Per AAA’s Independence Day Travel Forecast, an estimated 34.8 million people will choose to get away by driving 50 miles or more from home during the period between July 2nd and July 6th, the highest figure in seven years. Including air travelers, the number of people taking trips during the Independence Day weekend is expected to reach 41 million, a 1.9 percent increase over last year. This will mark the fourth time travel volume has increased during the July 4th celebration out of the last five years and this year is projected to be over six percent higher than the last 10 years, on average.
As opposed to income growth driving consumer spending, it is an increase in credit that is leading to more people to travel over the holiday. That means consumers have relaxed their spending habits over time after having tightened their wallets during the midst of the recession. This change in mindset is also captured with regards to gasoline prices in June 2014’s edition of NADA Perspective, which reviews the market for hybrid electric vehicles. Between 2011 and 2013, the cost for fuel averaged $3.55 per gallon and was relatively volatile at 13 cents per month as both figures grew to three times that which was recorded in the 1990s and early 2000s. Despite an initial jump in hybrid demand resulting from high sensitivity to gas prices, the market has softened as consumers gradually adjusted their expectations and household budgets in the face of rising fuel costs.

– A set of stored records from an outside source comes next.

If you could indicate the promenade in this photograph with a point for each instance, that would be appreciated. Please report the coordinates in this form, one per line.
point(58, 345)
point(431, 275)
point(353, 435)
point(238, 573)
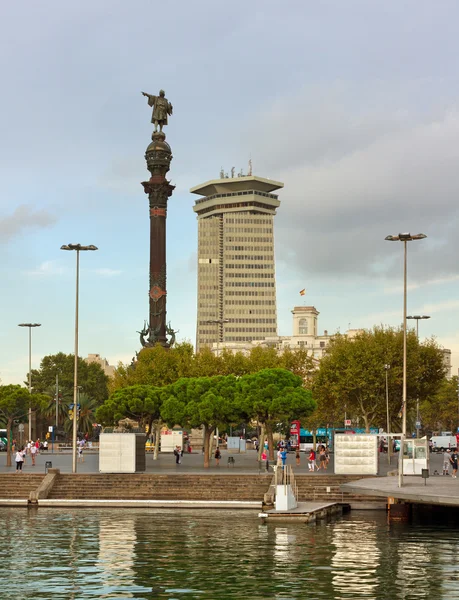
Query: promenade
point(245, 463)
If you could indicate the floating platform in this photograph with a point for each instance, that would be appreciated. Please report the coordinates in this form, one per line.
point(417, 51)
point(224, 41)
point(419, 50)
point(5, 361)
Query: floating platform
point(305, 512)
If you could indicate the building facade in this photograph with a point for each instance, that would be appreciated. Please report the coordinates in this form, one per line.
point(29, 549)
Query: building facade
point(236, 269)
point(304, 335)
point(102, 362)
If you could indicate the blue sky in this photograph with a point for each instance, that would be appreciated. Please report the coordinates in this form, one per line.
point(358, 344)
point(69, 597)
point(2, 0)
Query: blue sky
point(353, 105)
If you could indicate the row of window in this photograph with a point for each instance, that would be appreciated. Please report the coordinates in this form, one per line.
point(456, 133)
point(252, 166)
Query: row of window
point(268, 256)
point(247, 248)
point(251, 275)
point(248, 230)
point(240, 293)
point(264, 330)
point(248, 221)
point(249, 284)
point(264, 265)
point(225, 208)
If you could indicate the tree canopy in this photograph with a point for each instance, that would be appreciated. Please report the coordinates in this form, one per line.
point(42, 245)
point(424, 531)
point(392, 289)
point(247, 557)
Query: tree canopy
point(91, 377)
point(351, 378)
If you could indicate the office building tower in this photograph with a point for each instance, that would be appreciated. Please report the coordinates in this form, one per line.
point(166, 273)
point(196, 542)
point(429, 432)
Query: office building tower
point(236, 269)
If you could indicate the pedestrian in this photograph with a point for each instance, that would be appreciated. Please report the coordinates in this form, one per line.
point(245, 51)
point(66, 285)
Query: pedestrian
point(19, 459)
point(322, 460)
point(279, 458)
point(33, 453)
point(264, 456)
point(453, 460)
point(312, 460)
point(283, 457)
point(446, 462)
point(177, 455)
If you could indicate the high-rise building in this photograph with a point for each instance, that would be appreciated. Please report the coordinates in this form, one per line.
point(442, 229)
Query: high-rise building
point(236, 270)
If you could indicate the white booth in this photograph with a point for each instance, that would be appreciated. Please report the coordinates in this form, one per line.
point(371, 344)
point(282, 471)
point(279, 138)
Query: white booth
point(415, 456)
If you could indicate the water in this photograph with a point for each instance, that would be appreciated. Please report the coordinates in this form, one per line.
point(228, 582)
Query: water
point(181, 555)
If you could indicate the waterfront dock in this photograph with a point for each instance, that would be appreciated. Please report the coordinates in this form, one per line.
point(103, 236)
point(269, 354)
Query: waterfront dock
point(305, 512)
point(437, 490)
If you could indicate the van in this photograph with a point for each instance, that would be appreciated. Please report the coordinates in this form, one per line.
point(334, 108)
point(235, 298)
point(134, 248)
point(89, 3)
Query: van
point(440, 443)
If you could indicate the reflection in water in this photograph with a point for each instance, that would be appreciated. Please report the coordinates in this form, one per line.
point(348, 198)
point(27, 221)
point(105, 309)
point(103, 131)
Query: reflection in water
point(160, 554)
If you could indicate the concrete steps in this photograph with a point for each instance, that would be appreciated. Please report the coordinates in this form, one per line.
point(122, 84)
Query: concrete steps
point(19, 485)
point(160, 487)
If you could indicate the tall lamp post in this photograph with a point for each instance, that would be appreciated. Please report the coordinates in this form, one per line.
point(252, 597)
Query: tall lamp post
point(220, 323)
point(417, 318)
point(78, 248)
point(30, 325)
point(404, 237)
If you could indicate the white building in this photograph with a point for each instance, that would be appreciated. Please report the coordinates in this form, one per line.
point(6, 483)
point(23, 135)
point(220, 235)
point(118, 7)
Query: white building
point(102, 362)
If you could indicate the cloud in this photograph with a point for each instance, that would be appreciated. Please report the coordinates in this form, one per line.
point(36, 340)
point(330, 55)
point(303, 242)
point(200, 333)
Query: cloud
point(359, 167)
point(24, 217)
point(107, 272)
point(48, 268)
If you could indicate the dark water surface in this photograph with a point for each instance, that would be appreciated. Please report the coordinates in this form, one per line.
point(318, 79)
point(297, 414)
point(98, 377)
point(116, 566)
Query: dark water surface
point(137, 553)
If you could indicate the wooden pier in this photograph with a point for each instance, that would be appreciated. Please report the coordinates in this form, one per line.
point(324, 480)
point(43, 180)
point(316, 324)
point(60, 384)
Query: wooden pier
point(305, 512)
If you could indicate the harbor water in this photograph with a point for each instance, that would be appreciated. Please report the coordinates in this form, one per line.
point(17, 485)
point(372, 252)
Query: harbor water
point(184, 554)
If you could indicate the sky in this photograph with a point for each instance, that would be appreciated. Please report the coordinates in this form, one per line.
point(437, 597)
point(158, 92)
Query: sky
point(353, 105)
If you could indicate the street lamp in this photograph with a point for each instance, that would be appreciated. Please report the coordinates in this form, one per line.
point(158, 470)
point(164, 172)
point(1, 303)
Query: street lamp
point(30, 325)
point(404, 237)
point(417, 318)
point(78, 248)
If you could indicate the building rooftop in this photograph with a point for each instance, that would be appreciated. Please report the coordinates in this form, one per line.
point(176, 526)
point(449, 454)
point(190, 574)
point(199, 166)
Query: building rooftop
point(236, 184)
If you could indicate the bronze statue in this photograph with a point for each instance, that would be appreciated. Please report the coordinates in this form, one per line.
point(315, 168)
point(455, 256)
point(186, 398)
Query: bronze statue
point(161, 108)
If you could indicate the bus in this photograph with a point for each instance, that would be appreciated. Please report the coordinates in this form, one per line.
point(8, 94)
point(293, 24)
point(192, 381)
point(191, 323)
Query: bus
point(324, 435)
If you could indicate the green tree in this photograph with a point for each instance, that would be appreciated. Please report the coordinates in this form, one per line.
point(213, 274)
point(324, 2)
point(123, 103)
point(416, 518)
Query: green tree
point(15, 402)
point(91, 377)
point(440, 411)
point(351, 377)
point(272, 396)
point(202, 401)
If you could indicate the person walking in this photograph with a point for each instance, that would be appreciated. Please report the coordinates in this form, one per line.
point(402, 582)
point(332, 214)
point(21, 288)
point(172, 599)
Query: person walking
point(312, 460)
point(446, 462)
point(19, 459)
point(322, 460)
point(33, 453)
point(264, 457)
point(453, 460)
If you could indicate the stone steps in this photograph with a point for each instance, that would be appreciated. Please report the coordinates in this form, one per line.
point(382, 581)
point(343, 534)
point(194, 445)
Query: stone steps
point(19, 485)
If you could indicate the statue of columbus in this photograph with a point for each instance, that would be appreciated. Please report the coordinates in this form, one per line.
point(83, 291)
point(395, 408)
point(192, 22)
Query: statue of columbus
point(161, 108)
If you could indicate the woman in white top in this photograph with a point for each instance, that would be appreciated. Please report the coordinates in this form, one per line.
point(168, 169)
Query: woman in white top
point(19, 460)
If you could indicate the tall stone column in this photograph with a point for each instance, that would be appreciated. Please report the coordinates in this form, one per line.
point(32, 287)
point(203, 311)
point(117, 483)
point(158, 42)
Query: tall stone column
point(159, 189)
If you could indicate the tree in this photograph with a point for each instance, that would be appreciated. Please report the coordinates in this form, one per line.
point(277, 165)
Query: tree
point(91, 377)
point(440, 411)
point(202, 401)
point(274, 395)
point(15, 402)
point(351, 377)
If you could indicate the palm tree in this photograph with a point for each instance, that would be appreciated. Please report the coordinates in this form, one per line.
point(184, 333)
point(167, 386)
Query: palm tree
point(86, 417)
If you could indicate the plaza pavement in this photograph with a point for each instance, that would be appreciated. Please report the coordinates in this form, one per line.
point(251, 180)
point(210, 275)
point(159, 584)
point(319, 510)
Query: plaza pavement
point(245, 463)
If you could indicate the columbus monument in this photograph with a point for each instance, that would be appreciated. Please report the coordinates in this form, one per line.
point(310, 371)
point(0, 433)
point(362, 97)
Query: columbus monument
point(158, 156)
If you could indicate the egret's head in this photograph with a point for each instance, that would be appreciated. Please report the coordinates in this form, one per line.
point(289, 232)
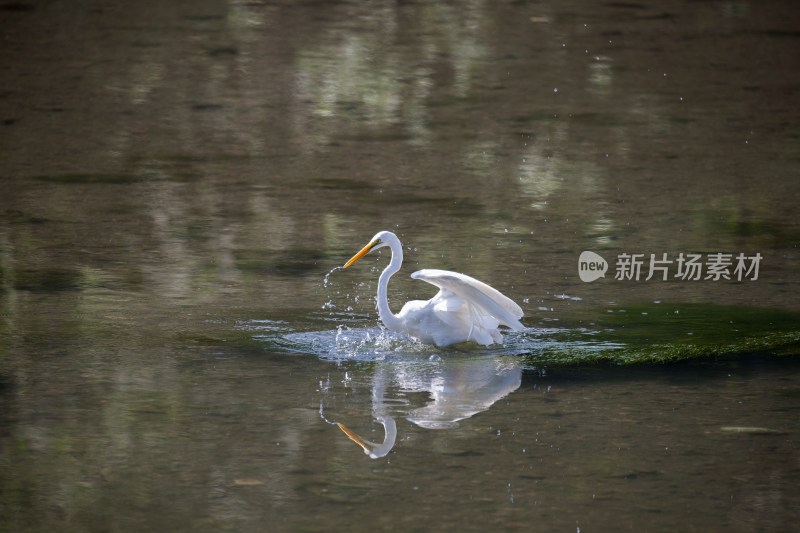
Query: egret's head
point(381, 239)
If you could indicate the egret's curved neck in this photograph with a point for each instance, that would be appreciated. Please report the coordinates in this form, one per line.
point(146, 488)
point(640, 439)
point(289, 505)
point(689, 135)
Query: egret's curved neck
point(389, 319)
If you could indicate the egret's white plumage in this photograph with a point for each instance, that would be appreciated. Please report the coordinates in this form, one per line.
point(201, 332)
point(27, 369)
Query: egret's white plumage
point(464, 309)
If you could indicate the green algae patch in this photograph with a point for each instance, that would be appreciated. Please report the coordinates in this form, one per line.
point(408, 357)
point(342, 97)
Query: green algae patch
point(662, 333)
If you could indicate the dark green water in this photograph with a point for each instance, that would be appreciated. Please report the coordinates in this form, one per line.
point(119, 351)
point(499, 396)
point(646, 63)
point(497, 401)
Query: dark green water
point(178, 182)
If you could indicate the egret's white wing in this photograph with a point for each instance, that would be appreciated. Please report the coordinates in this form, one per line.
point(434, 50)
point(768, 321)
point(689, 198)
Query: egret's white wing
point(489, 299)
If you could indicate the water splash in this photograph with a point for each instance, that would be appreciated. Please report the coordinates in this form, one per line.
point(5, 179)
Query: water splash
point(326, 279)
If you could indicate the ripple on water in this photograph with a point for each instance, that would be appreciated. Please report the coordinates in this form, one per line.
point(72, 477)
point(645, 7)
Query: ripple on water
point(374, 343)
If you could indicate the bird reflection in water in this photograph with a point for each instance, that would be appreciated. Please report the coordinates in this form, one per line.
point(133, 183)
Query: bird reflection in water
point(458, 387)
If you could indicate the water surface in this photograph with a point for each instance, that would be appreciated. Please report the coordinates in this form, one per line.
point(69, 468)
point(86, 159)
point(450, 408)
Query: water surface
point(177, 182)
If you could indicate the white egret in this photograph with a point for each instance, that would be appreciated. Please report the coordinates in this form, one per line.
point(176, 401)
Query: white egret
point(464, 309)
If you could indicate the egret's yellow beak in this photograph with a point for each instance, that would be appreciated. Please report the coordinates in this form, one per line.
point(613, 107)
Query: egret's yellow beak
point(361, 253)
point(353, 437)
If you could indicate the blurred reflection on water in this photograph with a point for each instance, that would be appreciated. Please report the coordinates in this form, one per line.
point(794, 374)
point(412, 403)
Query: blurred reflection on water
point(177, 178)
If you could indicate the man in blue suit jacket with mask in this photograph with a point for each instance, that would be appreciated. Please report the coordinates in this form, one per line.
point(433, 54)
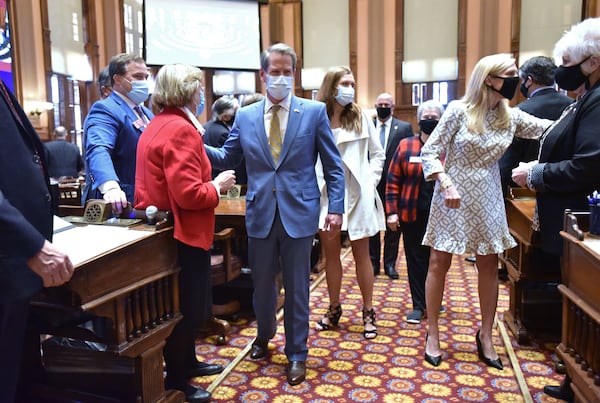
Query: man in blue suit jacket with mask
point(280, 138)
point(112, 129)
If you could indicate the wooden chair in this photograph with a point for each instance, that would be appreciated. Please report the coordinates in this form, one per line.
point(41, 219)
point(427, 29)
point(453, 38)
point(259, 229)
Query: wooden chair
point(225, 267)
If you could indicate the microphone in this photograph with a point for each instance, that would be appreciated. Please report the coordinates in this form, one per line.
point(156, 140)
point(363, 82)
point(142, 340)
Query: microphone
point(151, 214)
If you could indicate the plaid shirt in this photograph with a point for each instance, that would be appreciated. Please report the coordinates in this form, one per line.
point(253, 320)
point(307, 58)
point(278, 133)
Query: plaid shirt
point(404, 180)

Both a willingness to utilize credit in addition to consumers’ reduced sensitivity to high gas prices are underlying factors contributing to the higher travel volume expected over the weekend. This is significant because AAA predicts the upcoming Independence Day will see the majority of U.S. drivers pay more for gas than they have in the last six years. The national average cost of fuel is currently 20 cents per gallon higher than it was last July 4th, when it was $3.48 per gallon, as a result of the conflict in Iraq negatively affecting crude oil costs. Instead of causing many consumers to modify their travel plans, however, a reduction in activities such as shopping or dining could be exhibited.
Now that the recession is further in the back of people’s minds, Americans are beginning to shift their priorities and adjust their lifestyles accordingly. While the cost of travel is higher this Independence Day, people are now favoring the utility gained from summer travel after years of cutting back. Regardless of the economic conditions, though, sometimes you need to live a little and taking a nice summer road trip is surely a great way to do so.